„Meilenstein in der Verwaltungsmodernisierung“

Aufbau des Zentralen Gebäudemanagements

Über 400 Gebäude befinden sich im Eigentum der Stadt Heilbronn. Ihre Verwaltung zu zentralisieren und zu optimieren ist Ziel des Zentralen Gebäudemanagements (ZGM), das sich derzeit in der Umsetzungsplanung befindet. Am 17. Juni gaben Oberbürgermeister Harry Mergel und Projektleiter Johannes Straub einen Zwischenbericht im Gemeinderat.
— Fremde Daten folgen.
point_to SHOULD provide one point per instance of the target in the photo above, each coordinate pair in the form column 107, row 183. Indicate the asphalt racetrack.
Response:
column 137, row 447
„Die Neuaufstellung des Gebäudemanagements ist die größte organisatorische Veränderung innerhalb der Stadtverwaltung in den letzten 20 Jahren“, erklärt OB Mergel, der das bereits lange angedachte Projekt zur Umsetzung gebracht hat. „Es ist ein Meilenstein in der Verwaltungsmodernisierung und ein wichtiger Beitrag zur Ressourcenbündelung und -einsparung.“

Die Umsetzungsverantwortung liegt beim Baudezernat, beteiligt und betroffen ist aber fast die ganze Verwaltung – vom Betriebsamt übers Schul-, Kultur- und Sportamt bis zur Stadtkämmerei und dem Gesamtpersonalrat. Das hängt auch mit der Vielfalt der Gebäudetypen zusammen, die sich in der Nutzung und Verwaltung der Stadt befinden, darunter Kindergärten, Schulen und Jugendhäuser, Sporthallen und –anlagen, Kultureinrichtungen, Verwaltungs- und Betriebsgebäude, aber auch Gewerbe- und Wohneinheiten. Insgesamt wurde der gesamte Gebäudebestand zehn verschiedenen Kategorien zugeordnet.

„In Zukunft soll die technische, kaufmännische und infrastrukturelle Betreuung dieser Gebäude über den gesamten Lebenszyklus beim ZGM gebündelt werden. Dadurch ergeben sich Optimierungen und Synergieeffekte“, ist Projektleiter Johannes Straub, der zugleich das städtische Hochbauamt leitet, überzeugt. Nach dem jetzt erarbeiteten Selbstverständnis des ZGM hat dieses aber nicht nur die Prozessoptimierung und Ressourcen der gesamten Verwaltung im Blick, sondern auch die Bedarfe und Anforderungen der Nutzer.“

Damit das ZGM künftig reibungslos funktioniert, werden derzeit die Weichen gestellt und z.B. die Zuständigkeiten und Strukturen des ZGM festgelegt, die Schnittstellen zu den anderen Ämtern geklärt und der Personalbedarf erhoben. Hinzu kommen etwa die Einführung eines Ticketsystems, über das die Behebung von Schäden abgewickelt werden soll, und der Aufbau eines Controllings. „Logistisch ist all das eine Herkulesaufgabe“, so Straub. Unterstützt und beraten wird die Stadt Heilbronn dabei von der BSL Management Beratung GmbH.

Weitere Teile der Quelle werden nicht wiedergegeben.